Chronic Disease Risk Goes Way Up With Just 14 days of Inactivity

 

Written by Lori Alton

(NaturalHealth365) It’s no secret – we lead much more sedentary lives than those of our ancestors. And we are paying the price, with the U.S. Centers for Disease Control and Prevention (CDC) reporting that two out of three Americans are either overweight or obese – and at increased risk of chronic disease conditions like, heart disease, diabetes and cancer.

Now, a new British study showcases the harmful metabolic changes that can occur within a mere two weeks of enforced inactivity – even in those who are young and fit.
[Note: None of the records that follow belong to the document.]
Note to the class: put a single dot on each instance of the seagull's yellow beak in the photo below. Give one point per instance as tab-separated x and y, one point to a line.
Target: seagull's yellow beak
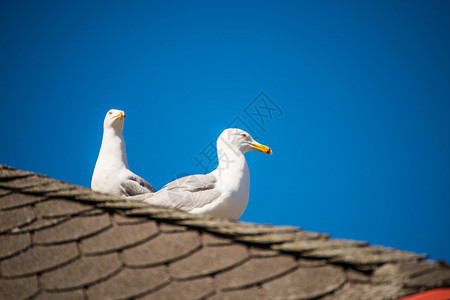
120	115
262	148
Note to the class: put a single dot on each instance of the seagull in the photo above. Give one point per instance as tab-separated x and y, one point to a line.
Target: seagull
223	192
111	173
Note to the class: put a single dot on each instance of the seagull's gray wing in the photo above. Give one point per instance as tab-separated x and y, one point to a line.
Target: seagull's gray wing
135	185
187	193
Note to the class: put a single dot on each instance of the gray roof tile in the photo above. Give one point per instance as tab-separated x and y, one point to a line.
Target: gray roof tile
20	288
74	229
38	259
60	208
306	283
72	295
435	278
253	293
39	224
164	248
16	217
26	182
191	289
364	291
214	240
208	260
256	270
12	244
119	237
86	245
11	173
92	268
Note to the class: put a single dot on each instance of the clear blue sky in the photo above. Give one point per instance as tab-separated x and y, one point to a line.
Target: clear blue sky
361	135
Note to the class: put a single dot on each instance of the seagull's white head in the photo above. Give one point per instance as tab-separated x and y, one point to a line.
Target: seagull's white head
114	119
240	140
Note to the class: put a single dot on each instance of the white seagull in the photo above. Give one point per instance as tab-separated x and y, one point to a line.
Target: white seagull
223	192
111	173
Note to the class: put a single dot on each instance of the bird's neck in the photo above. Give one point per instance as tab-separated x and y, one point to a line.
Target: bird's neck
113	148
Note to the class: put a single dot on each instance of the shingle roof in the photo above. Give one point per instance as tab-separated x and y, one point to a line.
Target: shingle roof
61	241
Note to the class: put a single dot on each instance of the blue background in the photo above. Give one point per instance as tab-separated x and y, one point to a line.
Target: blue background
361	141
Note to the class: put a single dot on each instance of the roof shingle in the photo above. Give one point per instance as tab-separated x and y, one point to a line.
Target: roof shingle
61	241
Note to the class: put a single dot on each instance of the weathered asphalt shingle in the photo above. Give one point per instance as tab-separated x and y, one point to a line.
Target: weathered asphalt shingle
177	245
61	241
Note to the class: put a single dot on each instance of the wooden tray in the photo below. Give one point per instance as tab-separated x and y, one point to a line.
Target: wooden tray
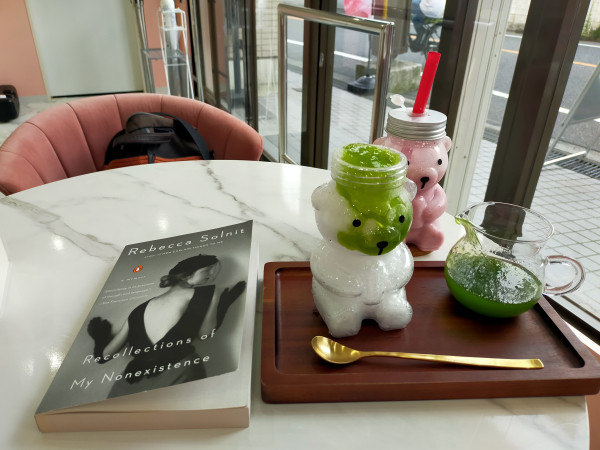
292	373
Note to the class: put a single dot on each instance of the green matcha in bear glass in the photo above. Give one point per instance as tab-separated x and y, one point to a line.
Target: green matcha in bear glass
497	268
361	265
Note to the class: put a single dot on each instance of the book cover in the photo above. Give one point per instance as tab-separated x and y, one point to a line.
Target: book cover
165	345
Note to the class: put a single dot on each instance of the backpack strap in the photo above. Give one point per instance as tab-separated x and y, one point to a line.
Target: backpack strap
196	137
143	138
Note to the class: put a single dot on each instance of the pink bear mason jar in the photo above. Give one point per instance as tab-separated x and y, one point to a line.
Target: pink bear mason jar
422	139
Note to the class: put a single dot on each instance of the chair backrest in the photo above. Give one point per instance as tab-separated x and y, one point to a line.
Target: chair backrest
71	139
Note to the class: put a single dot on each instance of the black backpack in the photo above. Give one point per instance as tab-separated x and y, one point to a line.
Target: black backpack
154	138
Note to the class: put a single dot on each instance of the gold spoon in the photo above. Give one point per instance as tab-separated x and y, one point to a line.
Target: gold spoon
337	353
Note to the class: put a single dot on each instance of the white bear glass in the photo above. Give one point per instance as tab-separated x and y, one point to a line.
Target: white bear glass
361	266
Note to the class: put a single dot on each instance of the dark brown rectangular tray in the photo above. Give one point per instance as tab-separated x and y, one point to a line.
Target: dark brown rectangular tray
292	373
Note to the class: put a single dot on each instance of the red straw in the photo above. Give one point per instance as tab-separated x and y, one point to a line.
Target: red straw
433	59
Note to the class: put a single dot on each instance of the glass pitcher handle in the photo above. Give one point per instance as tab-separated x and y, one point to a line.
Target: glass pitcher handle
574	283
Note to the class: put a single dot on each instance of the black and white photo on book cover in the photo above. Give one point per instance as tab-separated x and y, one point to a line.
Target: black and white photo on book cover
171	311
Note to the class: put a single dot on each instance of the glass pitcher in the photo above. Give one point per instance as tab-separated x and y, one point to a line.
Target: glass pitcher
497	268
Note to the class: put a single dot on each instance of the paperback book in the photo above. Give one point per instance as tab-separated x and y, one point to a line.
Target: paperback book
168	341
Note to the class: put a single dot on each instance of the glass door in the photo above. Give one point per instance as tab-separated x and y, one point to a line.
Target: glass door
331	73
540	143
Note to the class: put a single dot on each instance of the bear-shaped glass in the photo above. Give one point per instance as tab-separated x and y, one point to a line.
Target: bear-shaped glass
497	268
422	139
361	265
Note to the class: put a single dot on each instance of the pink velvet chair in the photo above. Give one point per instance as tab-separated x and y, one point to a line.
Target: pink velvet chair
71	139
Chronic disease WARNING: The study results are dramatic and disturbing

At the beginning of the study, the 28 participants were healthy and fit, with an average age of 25 and an average BMI of 25 kg/m2, which is considered normal. Logging about 10,000 steps per day – as registered by a SenseWear armband – the individuals were considered to have “active” lifestyles.
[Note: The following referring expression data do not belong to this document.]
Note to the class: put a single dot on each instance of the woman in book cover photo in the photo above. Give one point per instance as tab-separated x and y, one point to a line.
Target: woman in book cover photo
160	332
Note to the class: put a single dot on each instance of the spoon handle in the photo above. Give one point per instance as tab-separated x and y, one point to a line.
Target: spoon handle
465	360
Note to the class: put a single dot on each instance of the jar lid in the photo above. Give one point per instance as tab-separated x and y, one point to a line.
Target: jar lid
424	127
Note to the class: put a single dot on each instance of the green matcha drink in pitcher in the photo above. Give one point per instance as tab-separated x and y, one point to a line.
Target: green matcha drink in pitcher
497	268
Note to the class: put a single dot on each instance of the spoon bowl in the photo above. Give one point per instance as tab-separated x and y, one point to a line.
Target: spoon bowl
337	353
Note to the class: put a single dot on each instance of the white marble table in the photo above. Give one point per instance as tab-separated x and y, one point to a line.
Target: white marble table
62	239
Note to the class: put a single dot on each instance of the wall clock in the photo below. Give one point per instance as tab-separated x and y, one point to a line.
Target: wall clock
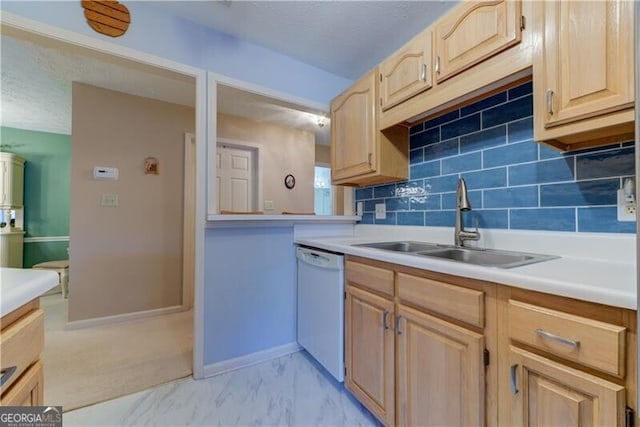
289	181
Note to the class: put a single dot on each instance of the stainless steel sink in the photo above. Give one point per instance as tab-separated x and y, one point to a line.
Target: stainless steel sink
403	246
486	257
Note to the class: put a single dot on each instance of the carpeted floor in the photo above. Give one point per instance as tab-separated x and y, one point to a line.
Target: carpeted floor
91	365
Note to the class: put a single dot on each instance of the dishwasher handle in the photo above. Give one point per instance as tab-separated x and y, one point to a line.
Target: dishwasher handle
320	258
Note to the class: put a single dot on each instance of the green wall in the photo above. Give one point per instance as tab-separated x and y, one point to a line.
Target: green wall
46	189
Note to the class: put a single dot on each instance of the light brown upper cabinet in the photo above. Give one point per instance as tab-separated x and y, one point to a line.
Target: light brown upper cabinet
477	48
583	73
407	72
360	153
474	32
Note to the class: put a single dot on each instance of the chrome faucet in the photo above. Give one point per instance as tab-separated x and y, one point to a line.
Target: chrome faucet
463	205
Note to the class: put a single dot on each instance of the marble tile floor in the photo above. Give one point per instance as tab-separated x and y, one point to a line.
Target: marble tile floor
292	390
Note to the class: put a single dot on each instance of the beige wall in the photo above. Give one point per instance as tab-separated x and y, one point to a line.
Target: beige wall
323	155
284	151
126	258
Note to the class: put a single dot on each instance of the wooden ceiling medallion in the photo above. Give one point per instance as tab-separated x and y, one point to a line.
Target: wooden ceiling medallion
107	17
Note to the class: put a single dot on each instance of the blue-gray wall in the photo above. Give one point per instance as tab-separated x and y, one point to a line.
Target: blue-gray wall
250	297
159	33
514	182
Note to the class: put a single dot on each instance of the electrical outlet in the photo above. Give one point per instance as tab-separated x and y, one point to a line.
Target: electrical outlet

The subjects then underwent a “step reduction” protocol that reduced their normal activity by more than 80 percent – down to 1,500 steps a day. With the limiting of activity, their sedentary time increased by over 2 hours per day – while their time spent in moderate to vigorous activity plunged from an average of 151 minutes to 36 minutes.

In order to endure that their food intake stayed the same, the subjects kept food journals.

Results showed a drastic decline in “cardio” fitness

After 14 days of inactivity, the participants’ cardiorespiratory fitness declined dramatically, with the result that they could not run for as long – or at the same intensity – as prior to the study.

The group also experienced significant changes in body composition, losing a substantial amount of muscle mass and gaining fat – with the new fat tending to accumulate in the center of the body. This is significant because abdominal fat is a risk factor for unhealthy conditions such as metabolic syndrome and heart disease.

In short, the subjects experienced metabolic changes that could raise the risk of developing type 2 diabetes, heart disease and even premature death.

Lead author Dr. Dan Cuthbertson, of the University of Liverpool, concluded that the study highlights the dangerous consequences of continuous sedentary behavior. Physical activity, he noted, is “key” to avoiding disease and health complications.

Cuthbertson also warned against prolonged sitting. Several recent studies have suggested that sitting for long periods of time is associated with increased risk of premature death, prompting some researchers to dub sitting “the new smoking.”

Physical activity reduces heart damage and the risk of heart failure

The good news: while curtailing physical activity raises risk for disease, increasing physical activity has a protective effect.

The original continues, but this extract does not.